Improved Document Feature Selection with Categorical Parameter for Text Classification.
Fen Wang,Xiaoxuan Li,Xiaotao Huang,Ling Kang
DOI: https://doi.org/10.1007/978-3-319-50463-6_8
2016-01-01
Abstract:Social network develops rapidly and thousands of new data appears on the Internet every day. Classification technology is the key to organize big data. Feature Selection (FS) is a direct way to improve classification efficiency. FS can reduce the size of the feature subset and ensure classification accuracy based on features' score, which is calculated by FS methods. Most previous studies of FS emphasized on precision while time-efficiency was commonly ignored. In our study, we proposed a method named CDFDC at first. It combines both CDF and Category-Frequency. Secondly, we compared DF, CDF, CHI, IG, CDFP VM and CDFDC to figure out the relationships among algorithm complexity, time efficiency and classification accuracy.
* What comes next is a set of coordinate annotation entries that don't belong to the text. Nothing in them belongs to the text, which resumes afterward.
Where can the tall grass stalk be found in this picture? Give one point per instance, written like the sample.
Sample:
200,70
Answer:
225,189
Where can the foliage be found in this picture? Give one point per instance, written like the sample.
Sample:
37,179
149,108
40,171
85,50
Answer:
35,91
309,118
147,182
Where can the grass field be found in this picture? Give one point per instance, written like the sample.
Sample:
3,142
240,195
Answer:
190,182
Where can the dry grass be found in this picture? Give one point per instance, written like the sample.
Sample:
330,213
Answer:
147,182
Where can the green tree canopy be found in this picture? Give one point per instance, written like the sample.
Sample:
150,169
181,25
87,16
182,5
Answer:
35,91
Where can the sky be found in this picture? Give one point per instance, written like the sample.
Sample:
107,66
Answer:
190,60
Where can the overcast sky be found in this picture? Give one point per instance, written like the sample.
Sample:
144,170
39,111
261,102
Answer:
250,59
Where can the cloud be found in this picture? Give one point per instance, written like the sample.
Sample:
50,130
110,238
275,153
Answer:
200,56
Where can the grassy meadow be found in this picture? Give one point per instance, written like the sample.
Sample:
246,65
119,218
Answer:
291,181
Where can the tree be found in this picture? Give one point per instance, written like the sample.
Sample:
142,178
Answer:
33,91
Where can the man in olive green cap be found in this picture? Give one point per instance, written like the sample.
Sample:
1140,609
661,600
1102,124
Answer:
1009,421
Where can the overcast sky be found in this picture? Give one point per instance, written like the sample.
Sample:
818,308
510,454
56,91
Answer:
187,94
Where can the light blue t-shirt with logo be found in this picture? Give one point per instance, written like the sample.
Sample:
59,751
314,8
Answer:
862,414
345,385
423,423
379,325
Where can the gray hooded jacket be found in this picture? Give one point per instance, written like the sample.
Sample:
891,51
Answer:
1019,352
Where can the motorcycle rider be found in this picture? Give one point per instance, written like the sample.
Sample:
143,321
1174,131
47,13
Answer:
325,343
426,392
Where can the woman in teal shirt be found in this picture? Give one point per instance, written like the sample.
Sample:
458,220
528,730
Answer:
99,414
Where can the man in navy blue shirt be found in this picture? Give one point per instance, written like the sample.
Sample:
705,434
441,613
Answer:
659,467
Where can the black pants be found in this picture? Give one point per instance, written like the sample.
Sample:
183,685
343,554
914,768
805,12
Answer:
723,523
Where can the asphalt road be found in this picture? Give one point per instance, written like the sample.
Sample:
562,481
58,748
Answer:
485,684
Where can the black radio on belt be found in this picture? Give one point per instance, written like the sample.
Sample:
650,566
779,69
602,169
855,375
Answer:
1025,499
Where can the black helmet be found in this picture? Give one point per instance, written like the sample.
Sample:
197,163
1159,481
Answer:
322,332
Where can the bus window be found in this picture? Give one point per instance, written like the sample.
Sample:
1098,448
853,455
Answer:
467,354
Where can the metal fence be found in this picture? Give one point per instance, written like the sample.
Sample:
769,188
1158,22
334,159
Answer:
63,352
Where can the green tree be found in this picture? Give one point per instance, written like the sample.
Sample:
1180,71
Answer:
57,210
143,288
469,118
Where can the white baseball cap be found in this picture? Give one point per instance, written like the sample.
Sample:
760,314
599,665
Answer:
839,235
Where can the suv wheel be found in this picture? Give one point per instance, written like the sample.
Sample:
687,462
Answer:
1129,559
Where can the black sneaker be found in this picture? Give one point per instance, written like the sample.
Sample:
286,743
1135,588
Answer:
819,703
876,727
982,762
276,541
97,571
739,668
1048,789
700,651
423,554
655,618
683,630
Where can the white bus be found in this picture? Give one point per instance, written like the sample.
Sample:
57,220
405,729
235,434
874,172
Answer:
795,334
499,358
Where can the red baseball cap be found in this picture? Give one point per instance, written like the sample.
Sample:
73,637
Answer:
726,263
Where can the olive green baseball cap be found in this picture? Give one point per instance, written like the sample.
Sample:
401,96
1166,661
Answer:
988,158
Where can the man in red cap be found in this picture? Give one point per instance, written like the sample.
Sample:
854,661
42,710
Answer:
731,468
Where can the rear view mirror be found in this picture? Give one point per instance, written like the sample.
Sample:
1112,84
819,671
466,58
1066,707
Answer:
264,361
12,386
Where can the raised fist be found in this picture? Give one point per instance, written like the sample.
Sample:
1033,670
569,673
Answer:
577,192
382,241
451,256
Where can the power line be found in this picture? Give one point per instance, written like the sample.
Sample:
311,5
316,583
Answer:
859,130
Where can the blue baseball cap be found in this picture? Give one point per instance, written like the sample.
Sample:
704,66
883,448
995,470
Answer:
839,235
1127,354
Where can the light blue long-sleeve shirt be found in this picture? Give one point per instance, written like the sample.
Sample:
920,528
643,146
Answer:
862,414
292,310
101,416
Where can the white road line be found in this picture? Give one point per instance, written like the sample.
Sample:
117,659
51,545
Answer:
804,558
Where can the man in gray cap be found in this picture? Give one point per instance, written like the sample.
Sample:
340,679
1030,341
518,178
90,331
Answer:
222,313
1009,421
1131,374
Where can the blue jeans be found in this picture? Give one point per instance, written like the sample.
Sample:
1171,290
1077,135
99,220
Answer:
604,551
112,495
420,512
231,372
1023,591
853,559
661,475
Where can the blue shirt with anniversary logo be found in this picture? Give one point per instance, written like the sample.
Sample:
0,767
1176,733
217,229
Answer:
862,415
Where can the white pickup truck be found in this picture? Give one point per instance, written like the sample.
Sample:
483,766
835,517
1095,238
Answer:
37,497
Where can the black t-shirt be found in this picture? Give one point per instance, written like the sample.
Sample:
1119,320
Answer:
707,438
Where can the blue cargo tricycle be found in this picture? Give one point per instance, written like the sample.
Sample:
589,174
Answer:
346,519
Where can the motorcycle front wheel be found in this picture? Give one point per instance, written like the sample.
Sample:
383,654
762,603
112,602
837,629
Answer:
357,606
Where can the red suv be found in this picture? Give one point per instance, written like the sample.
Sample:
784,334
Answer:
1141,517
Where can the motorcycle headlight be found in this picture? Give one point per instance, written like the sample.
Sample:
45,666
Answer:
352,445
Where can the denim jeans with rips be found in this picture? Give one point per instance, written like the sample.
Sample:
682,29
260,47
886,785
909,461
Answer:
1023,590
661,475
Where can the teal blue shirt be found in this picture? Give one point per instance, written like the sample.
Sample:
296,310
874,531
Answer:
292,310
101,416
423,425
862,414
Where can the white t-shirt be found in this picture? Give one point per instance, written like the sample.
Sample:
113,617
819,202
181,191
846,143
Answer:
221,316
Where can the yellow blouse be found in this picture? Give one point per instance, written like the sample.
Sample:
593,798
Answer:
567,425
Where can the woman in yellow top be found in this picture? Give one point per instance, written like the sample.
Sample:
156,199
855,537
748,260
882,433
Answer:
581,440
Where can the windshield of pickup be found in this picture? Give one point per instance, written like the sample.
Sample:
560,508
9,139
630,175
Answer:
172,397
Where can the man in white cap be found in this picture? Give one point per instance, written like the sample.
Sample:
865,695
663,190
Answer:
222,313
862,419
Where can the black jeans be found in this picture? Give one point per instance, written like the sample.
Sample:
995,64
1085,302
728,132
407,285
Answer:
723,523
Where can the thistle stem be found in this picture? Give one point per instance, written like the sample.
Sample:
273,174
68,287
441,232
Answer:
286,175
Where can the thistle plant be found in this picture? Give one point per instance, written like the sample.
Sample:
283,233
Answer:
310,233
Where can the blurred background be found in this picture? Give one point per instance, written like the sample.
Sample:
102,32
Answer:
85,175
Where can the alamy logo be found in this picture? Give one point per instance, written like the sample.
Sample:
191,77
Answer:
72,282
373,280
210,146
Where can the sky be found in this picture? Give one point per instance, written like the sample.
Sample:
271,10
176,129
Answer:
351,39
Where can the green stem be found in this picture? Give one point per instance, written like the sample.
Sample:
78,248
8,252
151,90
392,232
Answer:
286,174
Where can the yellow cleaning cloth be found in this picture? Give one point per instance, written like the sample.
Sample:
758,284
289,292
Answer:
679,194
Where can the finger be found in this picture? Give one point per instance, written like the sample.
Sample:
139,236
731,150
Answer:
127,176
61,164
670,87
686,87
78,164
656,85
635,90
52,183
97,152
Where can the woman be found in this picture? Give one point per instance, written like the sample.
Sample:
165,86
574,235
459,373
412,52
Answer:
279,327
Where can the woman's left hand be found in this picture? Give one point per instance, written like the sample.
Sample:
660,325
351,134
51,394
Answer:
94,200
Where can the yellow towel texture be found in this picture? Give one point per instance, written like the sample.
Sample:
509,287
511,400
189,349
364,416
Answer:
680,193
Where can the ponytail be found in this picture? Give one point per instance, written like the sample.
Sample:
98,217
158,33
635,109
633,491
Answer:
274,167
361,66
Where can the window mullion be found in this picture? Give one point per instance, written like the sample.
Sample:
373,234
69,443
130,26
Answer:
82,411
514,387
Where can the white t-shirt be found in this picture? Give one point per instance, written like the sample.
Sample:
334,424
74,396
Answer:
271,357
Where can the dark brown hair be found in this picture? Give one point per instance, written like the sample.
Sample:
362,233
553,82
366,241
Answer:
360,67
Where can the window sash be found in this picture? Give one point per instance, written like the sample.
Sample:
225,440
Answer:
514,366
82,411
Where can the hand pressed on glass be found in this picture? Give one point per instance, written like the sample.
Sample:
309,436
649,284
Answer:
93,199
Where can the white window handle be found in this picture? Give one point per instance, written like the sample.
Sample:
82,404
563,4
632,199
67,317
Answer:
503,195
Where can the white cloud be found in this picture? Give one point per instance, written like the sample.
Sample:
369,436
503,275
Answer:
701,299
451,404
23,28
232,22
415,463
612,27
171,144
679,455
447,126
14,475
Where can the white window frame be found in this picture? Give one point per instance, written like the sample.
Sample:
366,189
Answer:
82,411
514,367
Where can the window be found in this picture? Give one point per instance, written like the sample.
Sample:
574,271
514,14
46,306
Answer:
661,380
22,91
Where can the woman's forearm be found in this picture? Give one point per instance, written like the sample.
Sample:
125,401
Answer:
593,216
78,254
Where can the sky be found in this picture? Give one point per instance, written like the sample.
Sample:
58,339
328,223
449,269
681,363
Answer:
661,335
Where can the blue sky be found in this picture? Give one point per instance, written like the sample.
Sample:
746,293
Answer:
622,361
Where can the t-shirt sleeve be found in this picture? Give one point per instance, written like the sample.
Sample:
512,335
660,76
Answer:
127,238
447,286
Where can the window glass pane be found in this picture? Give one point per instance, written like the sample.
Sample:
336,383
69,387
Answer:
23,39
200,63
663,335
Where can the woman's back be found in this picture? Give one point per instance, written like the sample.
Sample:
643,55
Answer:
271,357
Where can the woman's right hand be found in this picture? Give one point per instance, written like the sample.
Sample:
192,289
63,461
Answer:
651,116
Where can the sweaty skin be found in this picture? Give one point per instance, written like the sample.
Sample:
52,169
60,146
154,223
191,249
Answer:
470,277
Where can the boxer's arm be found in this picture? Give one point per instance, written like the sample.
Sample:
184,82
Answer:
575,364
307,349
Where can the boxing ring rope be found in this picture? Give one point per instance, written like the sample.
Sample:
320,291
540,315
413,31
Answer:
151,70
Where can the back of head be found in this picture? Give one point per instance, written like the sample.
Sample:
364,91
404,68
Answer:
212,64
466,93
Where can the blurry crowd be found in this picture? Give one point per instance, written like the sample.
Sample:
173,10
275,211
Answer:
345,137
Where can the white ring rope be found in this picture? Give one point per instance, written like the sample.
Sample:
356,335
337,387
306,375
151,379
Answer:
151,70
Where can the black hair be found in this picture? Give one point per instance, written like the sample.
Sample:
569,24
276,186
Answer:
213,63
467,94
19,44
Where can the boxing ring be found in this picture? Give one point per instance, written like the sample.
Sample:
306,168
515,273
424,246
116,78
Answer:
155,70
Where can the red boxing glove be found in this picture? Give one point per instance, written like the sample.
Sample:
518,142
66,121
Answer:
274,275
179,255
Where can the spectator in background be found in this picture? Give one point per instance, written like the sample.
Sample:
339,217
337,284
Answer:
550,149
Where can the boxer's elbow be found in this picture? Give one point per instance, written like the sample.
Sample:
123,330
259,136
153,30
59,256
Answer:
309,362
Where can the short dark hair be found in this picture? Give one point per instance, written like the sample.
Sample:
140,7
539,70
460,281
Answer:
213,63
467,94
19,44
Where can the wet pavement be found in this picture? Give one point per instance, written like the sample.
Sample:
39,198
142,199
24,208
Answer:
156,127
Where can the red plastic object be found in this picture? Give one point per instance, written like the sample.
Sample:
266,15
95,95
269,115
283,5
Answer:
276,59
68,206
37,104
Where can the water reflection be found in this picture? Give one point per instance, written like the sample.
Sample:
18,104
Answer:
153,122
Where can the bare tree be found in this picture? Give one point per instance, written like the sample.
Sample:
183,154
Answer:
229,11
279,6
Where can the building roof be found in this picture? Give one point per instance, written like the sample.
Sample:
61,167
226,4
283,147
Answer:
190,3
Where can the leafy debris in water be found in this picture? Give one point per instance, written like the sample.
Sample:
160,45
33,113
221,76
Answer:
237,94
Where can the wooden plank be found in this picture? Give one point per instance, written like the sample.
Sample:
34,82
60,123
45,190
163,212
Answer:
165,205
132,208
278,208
The experiment is implemented with 20-news-group data set and NB classifier. The performance of the FS methods evaluated by seven aspects: precision, Micro F1, Macro F1, feature-selection-time, documents-conversion-time, training-time and classification-time. The result shows that the proposed method performs well on efficiency and accuracy when the size of feature subset is greater than 3,000. And it is also discovered that FS algorithm's complexity is unrelated to accuracy but complexity can ensure time stability and predictability.